In this sample (n=20), majority of participants were male (75%) and Black (80%). The mean age was 55 years (range 50–60 years). Participants resided in 16 ZIP codes (17%) in one county of a Southern state and represented diverse backgrounds. Emergent themes identify four types of resources utilized to maintain their emotional health:1) spirituality, 2) family support, 3) clinic support, and 4) internal locus of control. Participants stated that their spirituality provided them with protection, strength, blessings, and purpose in life. Social support from family members, if available, were noted to bring comfort to participants. A local clinic also provided social support and was reported to be a place where older PWH could share their feelings and concerns. Belief that they have control over what happens to them aided participants in staying positive.

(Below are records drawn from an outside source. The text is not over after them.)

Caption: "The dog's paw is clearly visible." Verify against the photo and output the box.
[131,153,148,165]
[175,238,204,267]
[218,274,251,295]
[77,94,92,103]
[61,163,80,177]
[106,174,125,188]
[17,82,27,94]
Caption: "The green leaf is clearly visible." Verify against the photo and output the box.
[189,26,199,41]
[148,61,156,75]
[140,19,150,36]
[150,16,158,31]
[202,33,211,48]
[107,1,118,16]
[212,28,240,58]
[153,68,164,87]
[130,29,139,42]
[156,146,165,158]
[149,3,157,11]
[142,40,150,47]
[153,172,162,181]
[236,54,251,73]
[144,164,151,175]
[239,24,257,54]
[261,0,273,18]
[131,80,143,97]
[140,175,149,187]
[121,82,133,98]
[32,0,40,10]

To stay emotionally healthy, older PWH found resources within themselves (i.e., spirituality, internal locus of control) as well as externally (i.e., support from families and/or clinics). As the link between emotional health and physical health has been established by prior research, there is an opportunity to leverage one’s available community resources to help improve emotional health, especially for older PWH. Helping professionals may need to discuss 1) integration of the practice or regaining of spirituality as an emotional health strategy, 2) enhancement of social support through families, friends, and clinical interventions, and 3) methods for assisting PLWH in developing a sense of control over their own lives and HIV health. It will be important to assess where older PWH’s strengths lie, internally or externally, and employ a strength-based approach to optimize emotional health.